How the 1960s institutionalized us

The long march of the cultural revolution has succeeded beyond its wildest dreams

revolution
Traffic on the way to Woodstock (Photo by Hulton Archive/Getty Images)

I was recently on Steve Bannon’s show, The War Room, to talk about my book The Long March. It was first published in 2000, so you might think that it is steeped in the sepia tones of another age. Doubtless in some ways it is. But in essentials, I believe, we are living now with the fruits of ideas that were but tender shoots when I was writing that book. Its subtitle is “How the Cultural Revolution of the 1960s Changed America.” The 1960s! Aren’t we done with that silly decade yet? It was sixty,…

I was recently on Steve Bannon’s show, The War Room, to talk about my book The Long March. It was first published in 2000, so you might think that it is steeped in the sepia tones of another age. Doubtless in some ways it is. But in essentials, I believe, we are living now with the fruits of ideas that were but tender shoots when I was writing that book. Its subtitle is “How the Cultural Revolution of the 1960s Changed America.” The 1960s! Aren’t we done with that silly decade yet? It was sixty, not twenty, years ago that Sgt Pepper taught the band to play. Haven’t we moved on?

You tell me. The movement for sexual “liberation” occupied a prominent place in the etiology of the ideology of the 1960s cultural revolution, as did the mainstreaming of the drug culture and its attendant pathologies. Indeed, the two are related. Both are expressions of the narcissistic hedonism that was an important ingredient of the counterculture from its development in the 1950s.

The Marxist philosopher Herbert Marcuse was not joking when, in his book Eros and Civilization, he extolled the salvational properties of “primary narcissism” as an effective protest against the “repressive order of procreative sexuality.”

“The images of Orpheus and Narcissus reconcile Eros and Thanatos,” Marcuse wrote. “They recall the experience of a world that is not to be mastered and controlled but to be liberated:… the redemption of pleasure, the halt of time, the absorption of death; silence, sleep, night, paradise — the Nirvana principle not as death but as life.”

The succeeding decades showed that the pursuit of “the redemption of pleasure, the halt of time” was narcissistic in a far more common sense than Marcuse suggested. It turned out to be a form of death-in-life, not “paradise.” By the late 1970s, after fantasies of overt political revolution had faded, many student radicals urged their followers to undertake the “long march through the institutions.” The phrase, popularized by the German New Leftist Rudi Dutschke, is often attributed to the Italian Marxist philosopher Antonio Gramsci — an unimpeachable authority for countercultural standard-bearers. But of course the phrase also carries the aura of an even higher authority: that of Mao Zedong.

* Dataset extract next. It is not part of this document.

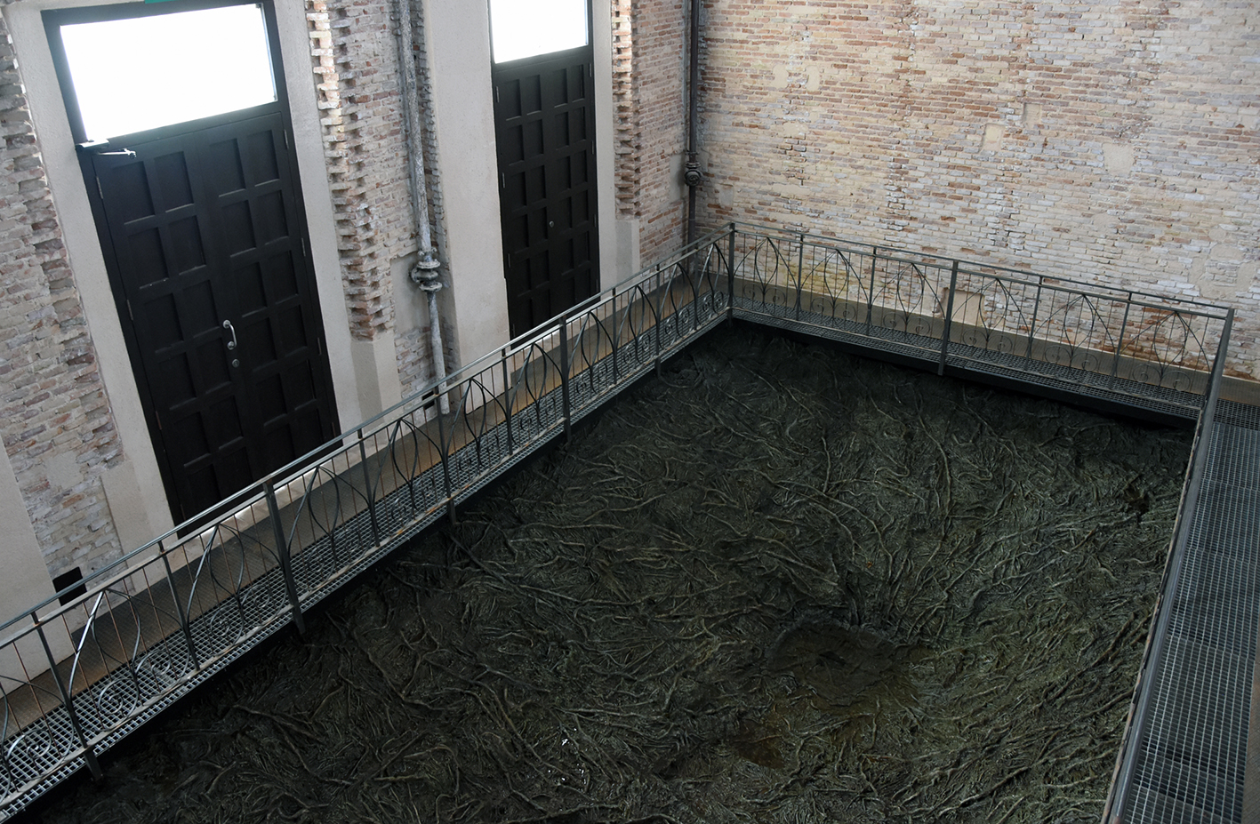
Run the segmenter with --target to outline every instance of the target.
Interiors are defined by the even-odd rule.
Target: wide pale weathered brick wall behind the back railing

In the context of Western societies, “the long march through the institutions” signified — in Marcuse’s words — “working against the established institutions while working in them.” It is primarily by this means — insinuation and infiltration rather than confrontation — that the radicals have triumphed. Countercultural radicalism has come to define the dominant culture even as the memory of student strikes and demonstrations fades. For examples, you need look no further than the curriculum of your local school or college, or at what is on offer at the nearest museum. You need look no further than your workplace, your church (if you still go to church), or your family. The radical ethos of the Sixties can be felt throughout public and private life.

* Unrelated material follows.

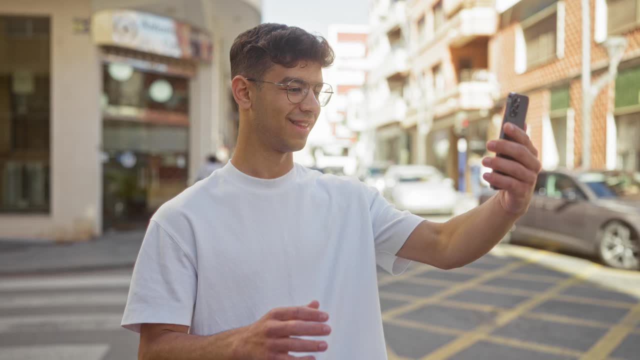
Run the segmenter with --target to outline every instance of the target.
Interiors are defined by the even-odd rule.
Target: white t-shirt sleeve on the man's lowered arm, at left
[[[142,323],[190,326],[196,284],[192,259],[151,220],[134,266],[122,327],[140,332]]]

The long march of the cultural revolution of the 1960s has succeeded beyond the wildest dreams of all but the most starry-eyed utopians. The great irony is that this victory took place in the midst of a significant drift to the center-right in electoral politics. The startling and depressing fact is that supposedly conservative victories at the polls have done almost nothing to challenge the dominance of left-wing, emancipationist attitudes and ideas in our culture.

One sign of that defeat has been the fate of the culture wars themselves. One hears considerably less about those battles today than a decade ago. That is partly because, as Robert Novak notes in his book Completing the Revolution, “moral issues tend to exhaust people over time.” Controversies that only yesterday sparked urgent debate today seem, for many, strangely beside the point.

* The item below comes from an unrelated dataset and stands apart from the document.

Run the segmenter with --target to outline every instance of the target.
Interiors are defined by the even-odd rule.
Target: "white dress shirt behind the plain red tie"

There is also the issue of material abundance. For if the Sixties were an assault on the moral substance of traditional culture, they nonetheless abetted the capitalist culture of accumulation. Yes, there are exceptions, but they are unimportant to the overall picture. Indeed, the cultural revolution was most damaging precisely where, in material terms, it was most successful. This put many conservatives in an awkward position. For conservatives have long understood that free markets and political liberty go together. What if it turned out that free markets plus the cultural revolution of the Sixties added up to spiritual poverty and political exploitation?

It is both ironical and dispiriting to realize that the counterculture may have won its most insidious victories not among its natural sympathizers on the left but among those putatively conservative opponents who can no longer distinguish between material affluence and the moral good. In other words, it may be that what the Sixties have wrought above all is widespread spiritual anesthesia.

To a degree frightening to contemplate, we have lost that sixth sense that allows us to discriminate firmly between civilization and its discontents. That this loss goes largely unlamented and even unnoticed is a measure of how successful the long march of the cultural revolution has been.